El ladrón ordenó a su compañero que abandonase su tarea para ayudarlo. Pronto Alarico se vio cercado y nada, ni siquiera el puñal con el que se defendía valiente hasta que le desarmaron, consiguió evitar que cayera preso de tales desalmados. El embozado recogió el arma del estacionario mientras su amigo le sujetaba firmemente contra la pared, apoyado el brazo diestro en su cuello, la zurda encadenando a su presa, sin dejarle mover, vencido por la fuerza de su oponente.

—¿Qué queréis? Llevaos lo que gustéis, nobles señores —lloriqueó el estacionario.

El embozado jugó con el puñal.

—Que respondas a unas sencillas preguntas: ¿a qué vinieron Pimentel y su amigo hace unas jornadas? ¿Qué buscaban aquí? —preguntó volteando el arma con soltura.
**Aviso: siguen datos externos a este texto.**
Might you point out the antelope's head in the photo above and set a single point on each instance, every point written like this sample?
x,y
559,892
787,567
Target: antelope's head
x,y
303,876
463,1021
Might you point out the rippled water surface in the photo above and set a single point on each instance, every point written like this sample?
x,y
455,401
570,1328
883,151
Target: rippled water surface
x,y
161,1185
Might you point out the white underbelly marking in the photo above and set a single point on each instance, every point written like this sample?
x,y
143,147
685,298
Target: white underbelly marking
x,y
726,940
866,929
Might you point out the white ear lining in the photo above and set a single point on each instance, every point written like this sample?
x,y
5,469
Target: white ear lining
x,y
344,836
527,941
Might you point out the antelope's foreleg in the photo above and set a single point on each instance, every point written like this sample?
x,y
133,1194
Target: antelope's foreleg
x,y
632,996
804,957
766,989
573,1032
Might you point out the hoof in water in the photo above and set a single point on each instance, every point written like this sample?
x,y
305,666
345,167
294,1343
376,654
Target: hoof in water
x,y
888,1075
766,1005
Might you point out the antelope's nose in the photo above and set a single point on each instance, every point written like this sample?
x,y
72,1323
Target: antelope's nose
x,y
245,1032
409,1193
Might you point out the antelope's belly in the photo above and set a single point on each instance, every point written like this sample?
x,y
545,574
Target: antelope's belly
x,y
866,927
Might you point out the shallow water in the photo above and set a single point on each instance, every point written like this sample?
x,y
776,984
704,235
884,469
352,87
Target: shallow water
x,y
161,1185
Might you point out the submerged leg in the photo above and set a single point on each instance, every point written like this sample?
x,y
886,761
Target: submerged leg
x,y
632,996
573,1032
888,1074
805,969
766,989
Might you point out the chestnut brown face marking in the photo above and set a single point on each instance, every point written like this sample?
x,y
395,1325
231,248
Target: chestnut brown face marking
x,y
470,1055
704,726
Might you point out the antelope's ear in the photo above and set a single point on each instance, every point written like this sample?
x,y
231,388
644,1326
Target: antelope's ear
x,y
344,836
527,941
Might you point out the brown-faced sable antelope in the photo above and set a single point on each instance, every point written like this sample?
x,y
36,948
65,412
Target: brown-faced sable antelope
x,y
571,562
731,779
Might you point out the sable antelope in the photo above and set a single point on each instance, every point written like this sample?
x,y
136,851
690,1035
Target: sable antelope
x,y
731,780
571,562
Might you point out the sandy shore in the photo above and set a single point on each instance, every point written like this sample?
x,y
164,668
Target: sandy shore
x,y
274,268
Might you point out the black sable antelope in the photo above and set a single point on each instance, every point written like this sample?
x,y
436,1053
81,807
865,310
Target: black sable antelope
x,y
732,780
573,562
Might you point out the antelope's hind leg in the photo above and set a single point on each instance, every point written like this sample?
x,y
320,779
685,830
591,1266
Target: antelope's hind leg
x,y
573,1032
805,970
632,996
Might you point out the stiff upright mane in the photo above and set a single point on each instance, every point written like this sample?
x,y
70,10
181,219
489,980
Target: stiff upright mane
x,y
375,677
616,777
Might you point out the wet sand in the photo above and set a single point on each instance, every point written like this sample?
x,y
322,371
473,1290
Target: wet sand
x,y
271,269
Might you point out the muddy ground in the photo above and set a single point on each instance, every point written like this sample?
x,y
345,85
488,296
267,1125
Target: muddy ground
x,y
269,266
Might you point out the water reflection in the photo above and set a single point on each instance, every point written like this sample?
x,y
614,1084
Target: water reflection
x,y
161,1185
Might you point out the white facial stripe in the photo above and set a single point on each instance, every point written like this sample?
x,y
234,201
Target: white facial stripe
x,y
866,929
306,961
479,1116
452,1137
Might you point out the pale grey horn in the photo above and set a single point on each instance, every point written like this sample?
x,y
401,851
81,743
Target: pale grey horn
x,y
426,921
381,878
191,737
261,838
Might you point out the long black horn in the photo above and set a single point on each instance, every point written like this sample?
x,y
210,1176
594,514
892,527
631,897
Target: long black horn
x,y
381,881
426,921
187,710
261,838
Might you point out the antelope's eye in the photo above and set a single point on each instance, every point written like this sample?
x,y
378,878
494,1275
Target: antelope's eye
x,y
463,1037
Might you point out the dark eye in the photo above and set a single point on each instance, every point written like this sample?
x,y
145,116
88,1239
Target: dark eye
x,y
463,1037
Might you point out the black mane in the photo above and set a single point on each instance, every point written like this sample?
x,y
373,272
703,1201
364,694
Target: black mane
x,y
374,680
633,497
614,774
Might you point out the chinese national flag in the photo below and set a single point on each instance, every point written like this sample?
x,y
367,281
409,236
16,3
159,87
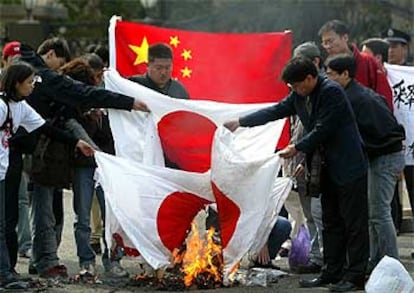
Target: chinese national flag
x,y
225,67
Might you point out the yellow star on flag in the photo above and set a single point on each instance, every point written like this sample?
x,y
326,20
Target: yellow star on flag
x,y
186,72
186,54
141,51
174,41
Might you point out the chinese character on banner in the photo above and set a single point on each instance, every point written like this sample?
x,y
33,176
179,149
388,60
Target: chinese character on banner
x,y
401,79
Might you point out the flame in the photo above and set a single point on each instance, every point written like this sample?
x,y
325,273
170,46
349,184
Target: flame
x,y
202,258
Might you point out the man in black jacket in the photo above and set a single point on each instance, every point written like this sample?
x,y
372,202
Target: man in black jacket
x,y
158,76
382,136
55,88
329,123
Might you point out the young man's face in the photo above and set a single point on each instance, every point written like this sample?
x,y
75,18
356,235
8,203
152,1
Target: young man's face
x,y
52,61
396,53
333,43
160,70
335,76
304,87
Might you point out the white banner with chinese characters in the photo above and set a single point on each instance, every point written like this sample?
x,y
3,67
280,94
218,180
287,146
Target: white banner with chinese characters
x,y
401,79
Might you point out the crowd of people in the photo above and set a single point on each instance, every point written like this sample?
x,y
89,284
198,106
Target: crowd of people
x,y
346,152
343,123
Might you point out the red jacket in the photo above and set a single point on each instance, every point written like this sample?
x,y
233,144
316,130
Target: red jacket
x,y
369,73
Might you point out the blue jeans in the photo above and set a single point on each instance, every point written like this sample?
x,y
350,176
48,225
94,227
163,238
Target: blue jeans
x,y
279,234
4,253
383,173
83,193
46,227
23,226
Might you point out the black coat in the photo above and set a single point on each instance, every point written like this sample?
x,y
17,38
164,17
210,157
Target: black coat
x,y
379,129
331,124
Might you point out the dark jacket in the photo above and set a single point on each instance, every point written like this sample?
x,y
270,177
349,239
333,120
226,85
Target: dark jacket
x,y
379,129
173,88
55,90
331,124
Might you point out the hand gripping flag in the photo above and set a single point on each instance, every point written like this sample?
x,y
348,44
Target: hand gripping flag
x,y
131,131
224,67
185,128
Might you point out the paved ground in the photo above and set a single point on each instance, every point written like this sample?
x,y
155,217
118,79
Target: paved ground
x,y
67,253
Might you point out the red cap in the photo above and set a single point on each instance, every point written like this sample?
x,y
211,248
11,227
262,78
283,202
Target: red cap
x,y
11,49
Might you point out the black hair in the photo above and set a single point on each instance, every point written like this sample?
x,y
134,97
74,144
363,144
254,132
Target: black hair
x,y
342,62
335,25
18,71
79,69
59,45
159,50
297,69
377,46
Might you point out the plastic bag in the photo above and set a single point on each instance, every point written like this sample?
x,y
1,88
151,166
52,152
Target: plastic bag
x,y
389,276
300,250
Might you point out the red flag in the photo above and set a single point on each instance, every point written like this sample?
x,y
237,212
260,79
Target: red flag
x,y
233,68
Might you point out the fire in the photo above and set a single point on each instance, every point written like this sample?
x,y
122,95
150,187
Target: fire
x,y
202,260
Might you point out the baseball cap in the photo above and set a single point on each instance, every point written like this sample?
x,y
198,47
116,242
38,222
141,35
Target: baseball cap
x,y
11,49
308,49
394,35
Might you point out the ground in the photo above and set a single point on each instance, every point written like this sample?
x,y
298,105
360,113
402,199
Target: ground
x,y
67,254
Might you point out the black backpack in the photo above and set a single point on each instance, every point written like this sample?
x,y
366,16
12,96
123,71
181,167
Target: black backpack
x,y
8,123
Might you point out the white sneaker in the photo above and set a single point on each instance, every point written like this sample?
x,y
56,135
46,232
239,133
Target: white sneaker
x,y
88,271
116,271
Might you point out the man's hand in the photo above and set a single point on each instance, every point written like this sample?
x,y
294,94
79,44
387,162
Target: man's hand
x,y
264,257
85,148
299,170
232,125
140,106
288,151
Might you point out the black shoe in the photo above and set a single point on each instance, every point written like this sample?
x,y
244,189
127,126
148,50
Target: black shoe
x,y
310,268
316,282
343,286
32,270
97,248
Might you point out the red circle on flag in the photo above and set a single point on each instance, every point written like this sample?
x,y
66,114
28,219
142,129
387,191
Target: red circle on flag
x,y
175,215
186,139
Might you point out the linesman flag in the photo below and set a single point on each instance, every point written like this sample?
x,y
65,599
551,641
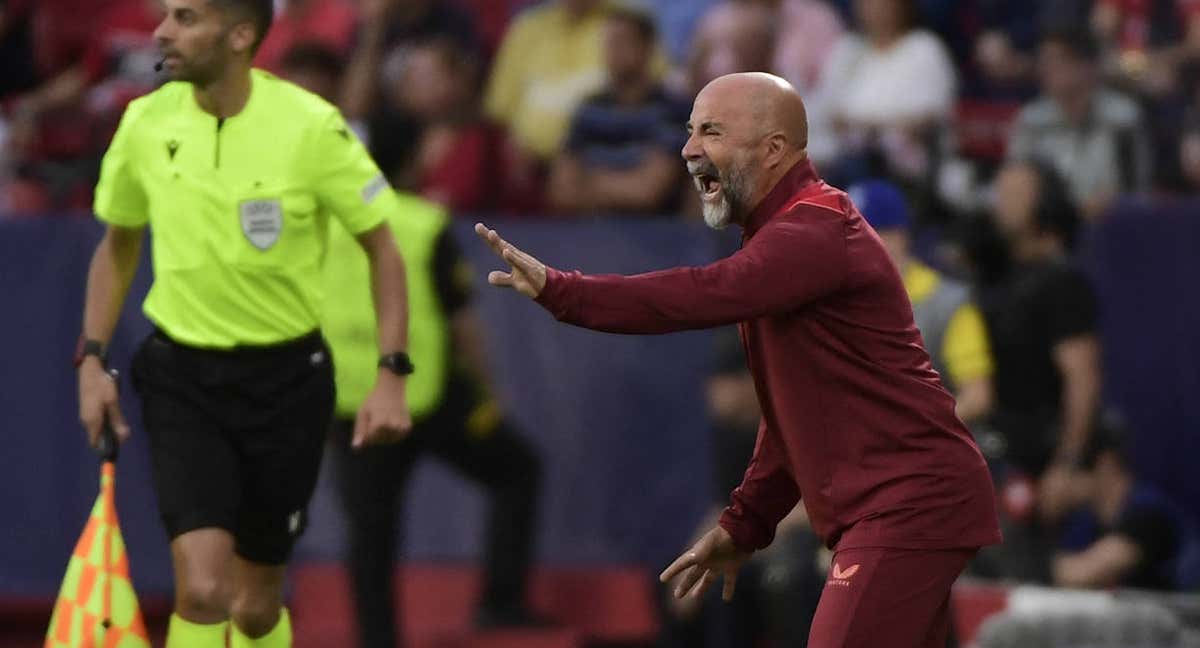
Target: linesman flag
x,y
96,605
Por el rostro del estacionario corrió el sudor.

—Investigaban la muerte del bachiller Enriquez. Les expliqué que apenas le conocía, que solo venía a consultar los libros, como el resto de los estudiantes —respondió rápido.

—¿Únicamente?

—¿A qué os referís?

—Asegúrate de decirme la verdad. Tú —se dirigió firme a su compañero—, coloca su mano sobre esta columna de códices. ¡Hazlo!

Alarico chilló asustado. Ni siquiera la fuerza de Hércules vencería a aquel salvaje, así que terminó con la diestra apoyada en La ciudad de Dios, de san Agustín. Compañía demasiado beata para una ocasión tan peligrosa como la que apuntaba. Sin comedimiento, aquel energúmeno ordenó que separara sus dedos. Luego, clavó la punta del puñal sobre la cubierta del libro justo a la altura de su meñique.

—¡Os digo la verdad! —gritó el estacionario.

—Mientes —respondió con dureza el embozado, antes de amputarle el dedo de un golpe seco.

Alarico aulló a los infiernos mismos mientras observaba con estupor su mano cercenada.

—Está bien, está bien —lloriqueó—. Les dije que a veces le copiaba manuales a cambio de buenos dineros. Eso es todo, ¡lo juro!

—Pues lo haces en falso. Mientes de nuevo.

De un solo tajo, seccionó el anular de su víctima. El estacionario se dobló de dolor y consiguió zafarse. Sangraba tanto que la piel y la madera de la cubierta del libro de san Agustín se tornaron bermejas. Aquel animal le golpeó en el rostro con el revés de su puño. Alarico se estrelló contra la pared antes de caer al suelo.

—¿Qué vinieron a buscar? ¡Vamos! ¡Agotas mi paciencia!

Le pateó la cara hasta romperle la nariz. El estacionario se acurrucó para protegerse. Alzó la mano herida.

—Un mapa. Don Fadrique me rogó que le copiara un mapa. Ahora ya lo sabéis todo. Dejadme vivir, os lo suplico, no diré nada —sollozó abrazándose a sus propias piernas.

—¿Qué mapa? —prosiguió el interrogatorio el embozado.

—Uno antiguo, no sé.

—Tercera mentira.

A una señal suya, su compañero clavó su espada en el pecho de la víctima, sabedor de que no se trataba de una estocada mortal. Alarico se arrastró hacia el dormitorio. Divertidos, los dos ladrones le siguieron al acecho. El estacionario consiguió apoyarse en el lecho, pero pronto se derrumbó sobre él. Por un instante quiso aferrarse a la posibilidad de encontrarse en una pesadilla, fruto de la mala borrachera, así que cerró los ojos con fuerza, mas cuando los abrió de nuevo hubo de enfrentarse a los rostros de sus asaltantes: el embozado acababa de descubrir sus facciones. Al reconocerlas, Alarico se dio por muerto y comenzó a rezar.

—Dios mío, protégeme —balbuceó débil.

—Que lo haga, poco me importa, pero no antes de escuchar una última respuesta. ¿A quién pertenecía el original? Tu vida depende de la contestación.

—Al viejo catedrático de Astronomía —confesó, alejándose un poco, buscando la protección de la pared.

—¿A fray Bartolomé? —inquirió su torturador.

—Sí, y os digo la verdad —gimió el herido.

—Lo sé —aceptó aquella bestia antes de desenvainar su propia espada.

Alarico fijó sus ojos en la empuñadura de aquella hoya de calidad. Un escudo llamó su atención. Eran las armas de los Enriquez, almirantes de Castilla. Horrorizado, no pudo evitar el golpe certero que acabó con su vida, ni el que la saña dispuso que atravesara su cuerpo más tarde. La mirada fija del estacionario les alertó de su muerte, así que ambos se despidieron de él, cada uno a su manera. El joven, limpiándose la sangre sobre las ropas de la cama, el otro, pintando un víctor en la pared, justo encima de la cabeza del difunto.

—Requiéscat in pácem —se rió lúgubre antes de desaparecer.